Le préalable est donc unique, et il tient en quatre chantiers :

La maîtrise des dépenses. Non pas le rabot aveugle, mais la fin des doublons, des agences inutiles, des dispositifs qui redistribuent sans produire.

La réforme de l’État. Une administration recentrée sur le régalien, décentralisée vers les provinces, débarrassée de la bureaucratie qui l’asphyxie.

La réforme du système social. C’est le chantier que personne n’ose ouvrir et sans lequel rien ne tient : les arrêts de travail, l’assurance chômage, les retraites. Plus de la moitié de la dépense publique française y est engagée. On ne redresse pas un pays en refusant de regarder la moitié de son budget.

La réforme de la fiscalité. Une fiscalité qui cesse de punir le travail et la transmission, qui redonne au brut sa valeur en net, qui fait le pari de la production plutôt que celui de la ponction.

Voilà l’issue. Elle n’est ni de gauche ni technocratique : elle est arithmétique.

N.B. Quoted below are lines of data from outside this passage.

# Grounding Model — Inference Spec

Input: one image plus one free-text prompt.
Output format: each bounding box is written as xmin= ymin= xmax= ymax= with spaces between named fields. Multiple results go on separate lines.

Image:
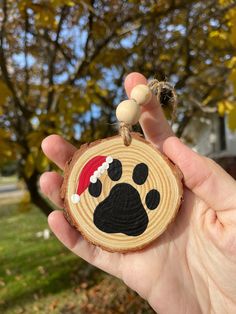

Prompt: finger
xmin=42 ymin=135 xmax=76 ymax=169
xmin=48 ymin=210 xmax=121 ymax=277
xmin=39 ymin=172 xmax=63 ymax=208
xmin=125 ymin=72 xmax=173 ymax=148
xmin=163 ymin=137 xmax=236 ymax=211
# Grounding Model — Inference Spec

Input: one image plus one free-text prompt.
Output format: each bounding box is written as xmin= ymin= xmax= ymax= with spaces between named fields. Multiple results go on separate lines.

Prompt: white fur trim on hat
xmin=71 ymin=194 xmax=80 ymax=204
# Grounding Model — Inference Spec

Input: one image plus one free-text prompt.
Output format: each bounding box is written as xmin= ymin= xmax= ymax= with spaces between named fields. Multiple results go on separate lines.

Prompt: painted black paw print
xmin=89 ymin=159 xmax=160 ymax=236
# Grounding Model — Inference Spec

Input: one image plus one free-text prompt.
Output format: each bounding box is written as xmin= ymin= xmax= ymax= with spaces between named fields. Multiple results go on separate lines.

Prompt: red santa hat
xmin=71 ymin=156 xmax=113 ymax=204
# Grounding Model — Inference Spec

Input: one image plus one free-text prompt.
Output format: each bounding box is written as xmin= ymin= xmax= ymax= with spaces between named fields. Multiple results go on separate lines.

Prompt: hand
xmin=40 ymin=73 xmax=236 ymax=314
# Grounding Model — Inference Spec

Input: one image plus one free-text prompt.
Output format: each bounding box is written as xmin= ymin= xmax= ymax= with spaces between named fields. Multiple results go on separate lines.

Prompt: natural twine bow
xmin=119 ymin=79 xmax=177 ymax=146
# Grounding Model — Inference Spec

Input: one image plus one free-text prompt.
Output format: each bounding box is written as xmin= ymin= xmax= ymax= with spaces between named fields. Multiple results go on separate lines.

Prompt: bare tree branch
xmin=46 ymin=5 xmax=68 ymax=110
xmin=0 ymin=0 xmax=30 ymax=117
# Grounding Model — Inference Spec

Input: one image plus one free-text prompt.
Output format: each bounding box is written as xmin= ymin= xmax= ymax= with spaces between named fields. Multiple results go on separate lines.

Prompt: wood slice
xmin=61 ymin=133 xmax=183 ymax=252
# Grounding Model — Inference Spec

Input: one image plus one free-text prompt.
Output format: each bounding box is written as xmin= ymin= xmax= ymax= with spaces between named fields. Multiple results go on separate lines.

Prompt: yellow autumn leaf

Et elle conditionne tout le reste — car un peuple qui ne maîtrise pas ses comptes ne choisit ni sa monnaie, ni sa politique, ni son destin.

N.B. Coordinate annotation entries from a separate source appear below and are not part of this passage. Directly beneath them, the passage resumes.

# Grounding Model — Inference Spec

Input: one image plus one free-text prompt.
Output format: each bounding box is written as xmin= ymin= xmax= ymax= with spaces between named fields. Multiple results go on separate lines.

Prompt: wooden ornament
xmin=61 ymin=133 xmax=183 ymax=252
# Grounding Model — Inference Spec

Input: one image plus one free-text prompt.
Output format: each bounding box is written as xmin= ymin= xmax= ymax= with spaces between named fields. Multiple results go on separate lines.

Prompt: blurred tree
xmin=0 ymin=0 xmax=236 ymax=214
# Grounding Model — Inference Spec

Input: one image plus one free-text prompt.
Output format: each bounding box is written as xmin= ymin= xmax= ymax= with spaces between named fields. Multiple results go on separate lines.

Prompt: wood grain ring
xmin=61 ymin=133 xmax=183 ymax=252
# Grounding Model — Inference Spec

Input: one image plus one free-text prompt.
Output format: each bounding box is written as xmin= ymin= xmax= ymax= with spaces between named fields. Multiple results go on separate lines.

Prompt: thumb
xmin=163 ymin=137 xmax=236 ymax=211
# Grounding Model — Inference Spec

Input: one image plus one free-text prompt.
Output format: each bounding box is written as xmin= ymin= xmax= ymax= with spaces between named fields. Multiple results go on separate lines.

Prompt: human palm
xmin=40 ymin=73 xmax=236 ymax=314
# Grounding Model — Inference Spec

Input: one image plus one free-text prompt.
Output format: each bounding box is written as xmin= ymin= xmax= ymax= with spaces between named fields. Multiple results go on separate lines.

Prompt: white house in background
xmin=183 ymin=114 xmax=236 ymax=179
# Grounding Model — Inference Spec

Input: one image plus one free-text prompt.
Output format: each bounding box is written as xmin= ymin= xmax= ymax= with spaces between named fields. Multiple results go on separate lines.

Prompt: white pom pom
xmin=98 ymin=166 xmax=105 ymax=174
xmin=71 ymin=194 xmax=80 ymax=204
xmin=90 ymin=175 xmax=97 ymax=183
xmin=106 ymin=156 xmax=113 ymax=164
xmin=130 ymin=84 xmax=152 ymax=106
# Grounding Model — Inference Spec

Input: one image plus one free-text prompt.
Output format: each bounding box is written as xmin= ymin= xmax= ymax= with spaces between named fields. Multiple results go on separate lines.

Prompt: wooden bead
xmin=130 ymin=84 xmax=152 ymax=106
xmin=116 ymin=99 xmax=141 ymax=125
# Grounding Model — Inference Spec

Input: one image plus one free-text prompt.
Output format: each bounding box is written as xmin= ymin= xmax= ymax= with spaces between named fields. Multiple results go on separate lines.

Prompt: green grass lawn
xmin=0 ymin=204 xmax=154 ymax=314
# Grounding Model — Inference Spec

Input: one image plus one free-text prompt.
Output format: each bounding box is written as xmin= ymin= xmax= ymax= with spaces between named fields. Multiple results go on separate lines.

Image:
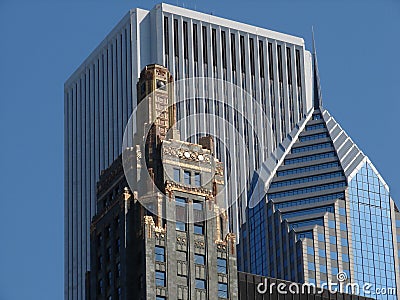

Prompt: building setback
xmin=64 ymin=4 xmax=312 ymax=299
xmin=242 ymin=45 xmax=400 ymax=299
xmin=86 ymin=65 xmax=238 ymax=300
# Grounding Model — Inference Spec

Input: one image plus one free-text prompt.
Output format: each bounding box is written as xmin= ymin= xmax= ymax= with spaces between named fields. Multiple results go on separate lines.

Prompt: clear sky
xmin=0 ymin=0 xmax=400 ymax=300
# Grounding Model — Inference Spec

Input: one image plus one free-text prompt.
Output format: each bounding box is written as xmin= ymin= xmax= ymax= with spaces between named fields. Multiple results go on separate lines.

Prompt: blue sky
xmin=0 ymin=0 xmax=400 ymax=300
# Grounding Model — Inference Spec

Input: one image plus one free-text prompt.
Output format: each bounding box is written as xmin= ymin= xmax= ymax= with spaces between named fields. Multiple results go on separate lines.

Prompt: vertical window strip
xmin=202 ymin=26 xmax=208 ymax=64
xmin=193 ymin=24 xmax=199 ymax=62
xmin=240 ymin=35 xmax=246 ymax=73
xmin=231 ymin=33 xmax=236 ymax=71
xmin=258 ymin=41 xmax=264 ymax=78
xmin=183 ymin=21 xmax=189 ymax=59
xmin=212 ymin=28 xmax=217 ymax=67
xmin=162 ymin=17 xmax=169 ymax=57
xmin=250 ymin=38 xmax=256 ymax=76
xmin=221 ymin=31 xmax=226 ymax=69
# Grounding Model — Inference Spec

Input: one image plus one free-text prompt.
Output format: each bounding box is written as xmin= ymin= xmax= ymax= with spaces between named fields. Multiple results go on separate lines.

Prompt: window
xmin=328 ymin=220 xmax=336 ymax=229
xmin=107 ymin=272 xmax=112 ymax=286
xmin=194 ymin=254 xmax=206 ymax=265
xmin=156 ymin=271 xmax=165 ymax=286
xmin=175 ymin=197 xmax=186 ymax=207
xmin=106 ymin=225 xmax=111 ymax=238
xmin=98 ymin=279 xmax=103 ymax=295
xmin=339 ymin=207 xmax=346 ymax=216
xmin=107 ymin=247 xmax=111 ymax=261
xmin=195 ymin=279 xmax=206 ymax=290
xmin=183 ymin=171 xmax=192 ymax=184
xmin=97 ymin=255 xmax=103 ymax=270
xmin=97 ymin=233 xmax=103 ymax=247
xmin=176 ymin=222 xmax=186 ymax=231
xmin=174 ymin=168 xmax=181 ymax=182
xmin=117 ymin=263 xmax=121 ymax=278
xmin=217 ymin=258 xmax=227 ymax=274
xmin=268 ymin=182 xmax=346 ymax=200
xmin=193 ymin=24 xmax=199 ymax=62
xmin=308 ymin=263 xmax=315 ymax=271
xmin=201 ymin=26 xmax=208 ymax=64
xmin=155 ymin=246 xmax=165 ymax=262
xmin=292 ymin=143 xmax=332 ymax=153
xmin=194 ymin=173 xmax=201 ymax=186
xmin=340 ymin=222 xmax=347 ymax=231
xmin=306 ymin=123 xmax=325 ymax=131
xmin=277 ymin=162 xmax=339 ymax=176
xmin=194 ymin=223 xmax=204 ymax=235
xmin=299 ymin=132 xmax=328 ymax=142
xmin=218 ymin=283 xmax=228 ymax=299
xmin=285 ymin=152 xmax=336 ymax=165
xmin=193 ymin=201 xmax=203 ymax=211
xmin=115 ymin=238 xmax=121 ymax=253
xmin=318 ymin=249 xmax=326 ymax=257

La France n’emprunte pas à 4,12 % parce qu’elle a l’euro : l’Allemagne a le même euro et emprunte à 3,26 %. Elle emprunte à 4,12 % parce qu’elle n’arrive plus à voter un budget. La prime de risque, c’est le prix que les marchés nous font payer pour notre désordre. Aucune monnaie nouvelle n’effacera ce prix — seul le retour du sérieux le fera. Alors seulement, la question de notre monnaie redeviendra ce qu’elle doit être : un choix libre de peuple souverain, et non un pari de désespéré.

 

Nota : Les taux et données de marché cités dans cet article sont ceux connus au 21 août 2026 (sources : Le Figaro, Bloomberg, BCE, Agence France Trésor, budget.gouv.fr, INSEE). Ces valeurs évoluent quotidiennement.